Wetenschap
Algemeen schema van DeepEC. Krediet:KAIST
Een door diepgaand leren aangedreven computationeel raamwerk, 'DeepEC, ' zal de voorspelling van hoge kwaliteit en hoge doorvoer van enzymcommissienummers mogelijk maken, wat essentieel is voor een nauwkeurig begrip van enzymfuncties.
Een team bestaande uit Dr. Jae Yong Ryu, Professor Hyun Uk Kim, en Distinguished Professor Sang Yup Lee van KAIST rapporteerde het computationele raamwerk aangedreven door deep learning dat enzymcommissie (EC)-nummers met hoge precisie op een high-throughput manier voorspelt.
DeepEC neemt een eiwitsequentie als invoer en voorspelt nauwkeurig EC-nummers als uitvoer. Enzymen zijn eiwitten die biochemische reacties en EC-nummers katalyseren, die uit vier niveaunummers bestaan (d.w.z. een, B, C, d) biochemische reacties aangeven. Dus, de identificatie van EC-nummers is van cruciaal belang voor een nauwkeurig begrip van de enzymfuncties en het metabolisme.

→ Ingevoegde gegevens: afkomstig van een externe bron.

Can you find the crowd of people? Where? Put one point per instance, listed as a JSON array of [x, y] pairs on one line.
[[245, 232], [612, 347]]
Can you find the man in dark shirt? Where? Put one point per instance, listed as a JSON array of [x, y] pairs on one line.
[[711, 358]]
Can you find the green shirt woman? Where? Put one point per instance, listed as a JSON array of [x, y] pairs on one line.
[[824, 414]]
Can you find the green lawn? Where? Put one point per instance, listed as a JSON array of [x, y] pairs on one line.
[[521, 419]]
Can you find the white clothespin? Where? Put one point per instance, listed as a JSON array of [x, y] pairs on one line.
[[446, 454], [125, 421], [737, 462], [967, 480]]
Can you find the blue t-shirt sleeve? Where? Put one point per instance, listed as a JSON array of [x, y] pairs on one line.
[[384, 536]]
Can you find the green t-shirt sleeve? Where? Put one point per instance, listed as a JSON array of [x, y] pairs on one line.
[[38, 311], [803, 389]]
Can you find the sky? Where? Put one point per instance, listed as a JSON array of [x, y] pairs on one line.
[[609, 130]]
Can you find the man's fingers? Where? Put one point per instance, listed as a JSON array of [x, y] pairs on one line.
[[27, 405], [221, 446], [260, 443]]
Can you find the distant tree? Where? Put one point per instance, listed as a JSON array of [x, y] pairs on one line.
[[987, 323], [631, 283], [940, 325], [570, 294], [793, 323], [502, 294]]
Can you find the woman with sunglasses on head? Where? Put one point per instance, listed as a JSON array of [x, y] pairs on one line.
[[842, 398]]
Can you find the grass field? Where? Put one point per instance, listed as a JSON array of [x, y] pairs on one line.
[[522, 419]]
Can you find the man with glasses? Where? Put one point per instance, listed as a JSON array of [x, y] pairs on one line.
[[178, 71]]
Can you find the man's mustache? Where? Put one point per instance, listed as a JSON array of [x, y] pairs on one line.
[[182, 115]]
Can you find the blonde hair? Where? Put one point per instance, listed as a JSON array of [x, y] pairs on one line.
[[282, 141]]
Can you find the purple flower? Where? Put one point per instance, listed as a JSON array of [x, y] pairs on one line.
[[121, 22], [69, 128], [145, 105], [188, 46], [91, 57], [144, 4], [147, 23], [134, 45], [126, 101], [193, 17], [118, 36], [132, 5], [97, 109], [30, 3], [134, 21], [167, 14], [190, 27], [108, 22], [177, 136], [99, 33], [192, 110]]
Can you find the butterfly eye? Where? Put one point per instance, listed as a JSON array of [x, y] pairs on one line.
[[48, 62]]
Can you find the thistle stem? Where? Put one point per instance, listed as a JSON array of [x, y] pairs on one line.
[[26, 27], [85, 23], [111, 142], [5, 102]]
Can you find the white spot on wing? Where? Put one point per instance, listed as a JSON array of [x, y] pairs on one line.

EC-nummers worden meestal gegeven aan een eiwitsequentie die codeert voor een enzym tijdens een genoomannotatieprocedure. Vanwege het belang van EC-nummers, er zijn verschillende voorspellingstools voor EC-nummers ontwikkeld, maar ze hebben ruimte voor verdere verbetering met betrekking tot rekentijd, precisie, Dekking, en de totale grootte van de bestanden die nodig zijn voor de voorspelling van het EC-nummer.
DeepEC gebruikt drie convolutionele neurale netwerken (CNN's) als een belangrijke motor voor de voorspelling van EC-nummers, en implementeert ook homologie-analyse voor EC-nummers als de drie CNN's geen betrouwbare EC-nummers produceren voor een bepaalde eiwitsequentie. DeepEC is ontwikkeld met behulp van een gouden standaarddataset van 1, 388, 606 eiwitsequenties en 4, 669 EG-nummers.
Vooral, benchmarkingstudies van DeepEC en vijf andere representatieve EC-nummervoorspellingstools toonden aan dat DeepEC de meest nauwkeurige en snelste voorspellingen voor EC-nummers deed. DeepEC had ook de kleinste schijfruimte nodig voor implementatie, waardoor het een ideale softwarecomponent van derden is.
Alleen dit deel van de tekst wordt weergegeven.